POLENTower gegen Cockpit

Der Streit um die russische Untersuchung des Flugzeugabsturzes von Smolensk, bei dem im April 2010 Präsident Lech Kaczyński und 95 Begleiter ums Leben kamen, geht in eine neue Runde. Edmund Klich, der einzige polnische Vertreter in der Moskauer Untersuchungskommission, erhebt schwere Vorwürfe gegen die russischen Fluglotsen. "Die Tower-Besatzung hätte die Landung angesichts der schwierigen Wetterbedingungen verbieten müssen", sagte Klich dem SPIEGEL. Der vorige Woche veröffentlichte Abschlussbericht sieht die Schuld für die Katastrophe einseitig bei den polnischen Piloten. Die Crew habe unter großem psychischem Druck gestanden, trotz dichten Nebels zu landen, um rechtzeitig zur Gedenkfeier für die Opfer des Massakers von Katyń zu kommen. Diese Schuldzuweisung löste in Warschau Empörung aus.
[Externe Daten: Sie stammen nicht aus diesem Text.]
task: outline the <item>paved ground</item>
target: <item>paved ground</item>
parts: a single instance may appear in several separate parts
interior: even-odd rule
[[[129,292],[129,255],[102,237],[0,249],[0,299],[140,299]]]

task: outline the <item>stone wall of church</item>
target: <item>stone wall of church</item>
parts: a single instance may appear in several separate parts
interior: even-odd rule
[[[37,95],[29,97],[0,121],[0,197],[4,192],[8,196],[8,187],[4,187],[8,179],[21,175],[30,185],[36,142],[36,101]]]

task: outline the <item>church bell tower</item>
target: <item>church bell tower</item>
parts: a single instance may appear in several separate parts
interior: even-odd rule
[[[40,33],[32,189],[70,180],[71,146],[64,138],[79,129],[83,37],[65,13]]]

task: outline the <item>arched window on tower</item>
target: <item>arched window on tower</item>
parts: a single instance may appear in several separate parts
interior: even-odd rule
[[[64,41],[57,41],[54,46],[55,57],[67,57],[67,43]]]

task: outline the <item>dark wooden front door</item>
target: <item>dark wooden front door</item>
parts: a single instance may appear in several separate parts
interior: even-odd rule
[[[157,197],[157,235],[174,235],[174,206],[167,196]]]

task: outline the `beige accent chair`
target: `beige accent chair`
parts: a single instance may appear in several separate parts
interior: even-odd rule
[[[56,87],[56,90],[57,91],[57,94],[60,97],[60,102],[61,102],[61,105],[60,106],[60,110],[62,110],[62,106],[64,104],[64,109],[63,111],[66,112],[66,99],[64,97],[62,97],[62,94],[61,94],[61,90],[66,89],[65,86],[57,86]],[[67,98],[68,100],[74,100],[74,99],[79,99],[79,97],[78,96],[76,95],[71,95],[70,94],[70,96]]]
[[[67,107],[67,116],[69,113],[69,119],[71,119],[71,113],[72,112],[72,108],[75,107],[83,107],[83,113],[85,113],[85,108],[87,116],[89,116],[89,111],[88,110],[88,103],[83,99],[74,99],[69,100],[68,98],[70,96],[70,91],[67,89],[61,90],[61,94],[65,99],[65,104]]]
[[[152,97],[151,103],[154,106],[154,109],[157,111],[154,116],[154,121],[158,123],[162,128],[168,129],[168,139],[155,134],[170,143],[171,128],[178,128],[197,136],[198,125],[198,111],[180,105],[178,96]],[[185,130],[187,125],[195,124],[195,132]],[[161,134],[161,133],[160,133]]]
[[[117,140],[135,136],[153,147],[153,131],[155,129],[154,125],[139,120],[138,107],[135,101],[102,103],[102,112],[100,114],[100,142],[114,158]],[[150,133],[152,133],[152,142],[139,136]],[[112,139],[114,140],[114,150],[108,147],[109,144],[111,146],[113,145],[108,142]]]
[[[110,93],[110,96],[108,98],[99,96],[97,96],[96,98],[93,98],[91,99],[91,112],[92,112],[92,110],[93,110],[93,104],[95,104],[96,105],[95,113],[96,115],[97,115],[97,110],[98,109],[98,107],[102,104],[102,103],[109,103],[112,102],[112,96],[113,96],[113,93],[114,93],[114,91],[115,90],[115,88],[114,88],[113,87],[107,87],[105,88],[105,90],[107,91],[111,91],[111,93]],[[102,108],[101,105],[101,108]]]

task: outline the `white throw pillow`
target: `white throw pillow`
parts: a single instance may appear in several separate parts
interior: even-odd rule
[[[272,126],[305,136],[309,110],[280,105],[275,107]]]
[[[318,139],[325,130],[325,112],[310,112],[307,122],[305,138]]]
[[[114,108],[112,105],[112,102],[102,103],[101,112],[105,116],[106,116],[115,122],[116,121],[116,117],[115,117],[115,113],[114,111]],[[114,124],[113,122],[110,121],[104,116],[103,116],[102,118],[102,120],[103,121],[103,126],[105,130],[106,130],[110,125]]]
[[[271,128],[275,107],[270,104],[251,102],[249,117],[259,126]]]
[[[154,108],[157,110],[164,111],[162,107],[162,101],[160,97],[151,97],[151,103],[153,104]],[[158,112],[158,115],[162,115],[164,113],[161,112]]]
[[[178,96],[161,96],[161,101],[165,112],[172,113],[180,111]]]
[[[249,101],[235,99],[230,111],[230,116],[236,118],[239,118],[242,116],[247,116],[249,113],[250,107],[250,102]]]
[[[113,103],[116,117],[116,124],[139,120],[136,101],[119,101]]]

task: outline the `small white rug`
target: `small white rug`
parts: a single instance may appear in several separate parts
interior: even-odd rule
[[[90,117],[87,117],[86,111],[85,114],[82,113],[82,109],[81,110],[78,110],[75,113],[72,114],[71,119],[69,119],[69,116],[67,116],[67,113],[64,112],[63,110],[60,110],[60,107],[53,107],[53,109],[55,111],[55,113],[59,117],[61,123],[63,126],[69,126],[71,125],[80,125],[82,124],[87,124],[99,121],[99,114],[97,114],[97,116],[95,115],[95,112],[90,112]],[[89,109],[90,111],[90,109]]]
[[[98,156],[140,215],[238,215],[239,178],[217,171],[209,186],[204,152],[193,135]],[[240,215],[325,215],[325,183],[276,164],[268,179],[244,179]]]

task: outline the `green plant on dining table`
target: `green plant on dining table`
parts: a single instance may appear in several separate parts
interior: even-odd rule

Auch Klich hält den Rapport für "unvollständig". Die Fluglotsen hätten ebenso wie die Piloten gewusst, wie wichtig der Besuch zum 70. Jahrestag des Massenmords an rund 22 000 polnischen Soldaten durch Stalins Geheimdienst war. "Man kann das psychologische Klima im Tower mit dem im Cockpit vergleichen", sagte Klich. Vor dem Absturz führten die Fluglotsen hektische Telefongespräche. Bis heute hat Warschau die entsprechenden Bandaufzeichnungen nicht erhalten. Während des Landeanflugs hatte sich Luftwaffenchef Andrzej Blasik im Cockpit aufgehalten, und dem Bericht nach hatte er 0,6 Promille Alkohol im Blut. "Blasik gehörte nicht zur Mannschaft, er war letztendlich ein Passagier", sagte Klich. Er glaube nicht, dass Blasiks Alkoholspiegel "den Verlauf der Tragödie beeinflusst hat".